Uranus also produced his own children, although this was not by choice. His children were purportedly spawned when Cronos {one of the principle Titans} castrated Uranus. The blood that had spilled would go on to create the Erinyes (the furies, female deities of vengeance), the Giants (aggressive and strong beings, although not necessarily larger than human), the Meliae (ash tree nymphs). Also, when the severed genitals of Uranus washed ashore, Aphrodite (the goddess of love among other things) came into being among the sea foam.

While there are many other gods in the Greek pantheon, the present list is intended to show the first few emanations of Greek deities from Chaos to Aphrodite. Other gods, their children, consorts, etc. will be referenced in later chapters.

It is interesting to note that while Greek mythology was unique in many ways, there are common threads throughout many of the world’s religions. For instance, in the belief of Judaism and its descendants Christianity and Islam, at the time of creation, the world was without form and [was] void. The formation came through god’s will. Although these religions are monotheistic (belief in one god) as opposed to the polytheistic (belief in multiple gods) religion of the ancient Greeks, the story of creation has its similarities. The primary difference being that where the Greeks saw many emanations of gods that created existence, in the monotheistic religion, this was carried out by one god alone.

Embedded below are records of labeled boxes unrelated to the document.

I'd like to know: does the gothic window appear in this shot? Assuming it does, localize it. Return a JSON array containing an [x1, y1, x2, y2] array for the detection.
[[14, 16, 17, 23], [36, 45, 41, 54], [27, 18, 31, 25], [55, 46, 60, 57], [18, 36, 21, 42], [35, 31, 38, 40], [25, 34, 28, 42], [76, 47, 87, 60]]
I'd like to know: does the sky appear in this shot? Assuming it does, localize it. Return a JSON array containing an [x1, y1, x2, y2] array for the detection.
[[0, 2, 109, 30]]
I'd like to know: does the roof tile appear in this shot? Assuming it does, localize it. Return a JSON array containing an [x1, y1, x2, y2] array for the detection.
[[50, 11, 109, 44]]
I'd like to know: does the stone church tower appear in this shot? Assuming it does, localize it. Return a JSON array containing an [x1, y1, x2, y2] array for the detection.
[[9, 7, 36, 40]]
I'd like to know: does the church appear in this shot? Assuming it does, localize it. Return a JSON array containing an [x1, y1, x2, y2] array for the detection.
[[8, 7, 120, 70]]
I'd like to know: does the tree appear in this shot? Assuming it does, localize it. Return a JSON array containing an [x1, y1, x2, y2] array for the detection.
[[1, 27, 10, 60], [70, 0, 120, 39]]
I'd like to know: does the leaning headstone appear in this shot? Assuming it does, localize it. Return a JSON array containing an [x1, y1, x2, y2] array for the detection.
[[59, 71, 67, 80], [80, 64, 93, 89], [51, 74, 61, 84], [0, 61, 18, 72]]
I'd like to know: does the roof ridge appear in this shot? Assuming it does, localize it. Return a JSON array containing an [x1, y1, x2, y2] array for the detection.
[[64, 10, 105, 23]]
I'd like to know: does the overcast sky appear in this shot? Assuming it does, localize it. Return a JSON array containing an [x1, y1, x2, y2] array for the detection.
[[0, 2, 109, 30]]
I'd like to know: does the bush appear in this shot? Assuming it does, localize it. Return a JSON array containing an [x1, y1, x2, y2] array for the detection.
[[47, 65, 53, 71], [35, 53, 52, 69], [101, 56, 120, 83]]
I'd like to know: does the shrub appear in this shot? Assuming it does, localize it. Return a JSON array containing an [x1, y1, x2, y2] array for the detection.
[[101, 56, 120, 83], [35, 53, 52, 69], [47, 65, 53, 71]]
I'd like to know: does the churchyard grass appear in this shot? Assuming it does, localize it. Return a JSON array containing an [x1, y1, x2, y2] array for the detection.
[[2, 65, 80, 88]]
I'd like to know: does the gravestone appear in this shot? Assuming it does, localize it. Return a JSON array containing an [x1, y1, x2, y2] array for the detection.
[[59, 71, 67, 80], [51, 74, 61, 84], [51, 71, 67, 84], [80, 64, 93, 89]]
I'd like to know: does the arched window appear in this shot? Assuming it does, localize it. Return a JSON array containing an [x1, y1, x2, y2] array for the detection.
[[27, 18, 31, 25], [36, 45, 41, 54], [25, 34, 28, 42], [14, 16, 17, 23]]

Other religions with similarities are the Babylonian where the earth began as a dark, watery chaos; the Hindu cosmology, the universe began as empty and dark. Even Norse mythology has its origin story begin in chaos.

It is hardly difficult to realize that in order to have an account of creation, there has to be something before creation. Even the scientific theory of the big bang has the universe composed with all matter in an infinitely small point; outside of this was nothingness (which could be called chaos).